The recent fiscal year, which stretched from last October to September, 40% of the FBI’s open criminal cases for the reservation involve sexual abuse of minors, Jedediah Oakley, supervisory senior resident agent for the FBI in Wyoming, told the legislative Select Committee on Tribal Relations while meeting in Fort Washakie.
Another 19% of those cases are assault.
Death investigations — which include not just homicide, but also other investigated deaths like suicides and unattended deaths — make up 11%. There are 10 death investigations for the year altogether, and four of them have been ruled homicides, he said.
Rape cases comprise 8% and domestic violence makes up 6%, said Oakley.
“Those don’t add up exactly to 100,” he said, adding that the remainder are “outliers” and the occasional financial crime. “But that’s typically what we see for our top caseload.”

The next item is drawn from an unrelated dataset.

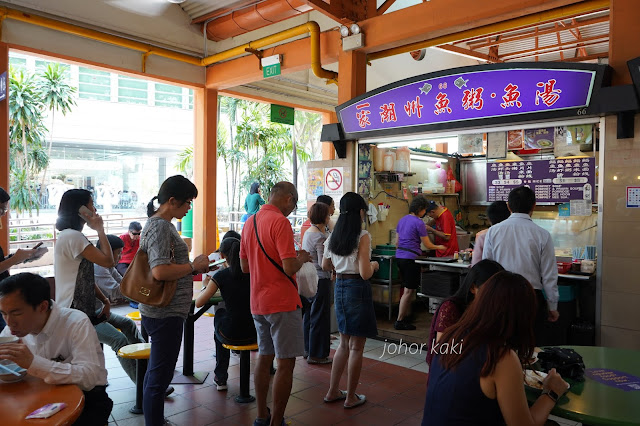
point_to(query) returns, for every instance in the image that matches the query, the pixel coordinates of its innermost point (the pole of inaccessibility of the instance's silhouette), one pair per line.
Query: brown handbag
(139, 285)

There have been at least 150 unsolved homicide cases across Wyoming since 1965, added Oakley, citing conversations he’s had with state police and officials.
Oakley noted that the Wind River Indian Reservation is sometimes portrayed as one of the more dangerous reservations in the nation.
He did not draw that comparison or deny it, however, saying that to make such comparisons wouldn’t help the local FBI office with its work.
“We don’t compare those numbers to other reservations across the country, simply for the fact that it doesn’t really help us make any decisions or (with the) operations or investigations that we’re focused on,” he said.
In the three fiscal years prior, which would have been fiscal years 2020, 2021 and 2022, the FBI opened 68, 73 and 64 cases in the region, respectively.
That’s typical, said Oakley. The FBI usually opens between 60 and 70 cases per fiscal year.
Not A Money Problem
It’s not for a lack of “resources” when the FBI gets stumped on a case, said Oakley.
A cold case is one the agency has run out of investigative leads for. When that happens, personnel will place it in a pending inactive status file, or a closed status. But the agency will “maintain the evidence” and pick the case back up if more information on it surfaces, he said.
Tribal Relations Committee Co-Chair Sen. Affie Ellis, R-Cheyenne, asked about the federal policy on preserving “rape kits,” collections of biological evidence from alleged sexual assaults.
Because of 2019 legislation Ellis sponsored, it is against Wyoming law to destroy rape kit evidence until all applicable statutes of limitations have run out on a crime, or a court orders the destruction of that evidence.
Federal law dictates how evidence is kept during the FBI’s investigations, and generally investigators consider a defendant’s sentencing a checkpoint for dropping evidence, he said. But in cold cases, those decisions are “worked out” between the FBI and its prosecutorial counterpart, the U.S. Attorney’s Office, Oakley added.
Who Are These Kids?
Ellis also asked what ages generally the victims in the child sex abuse cases are.
The category encompasses anyone under 18, said Oakley, but the agency sees “a pretty wide age range. It’s not just teenagers.”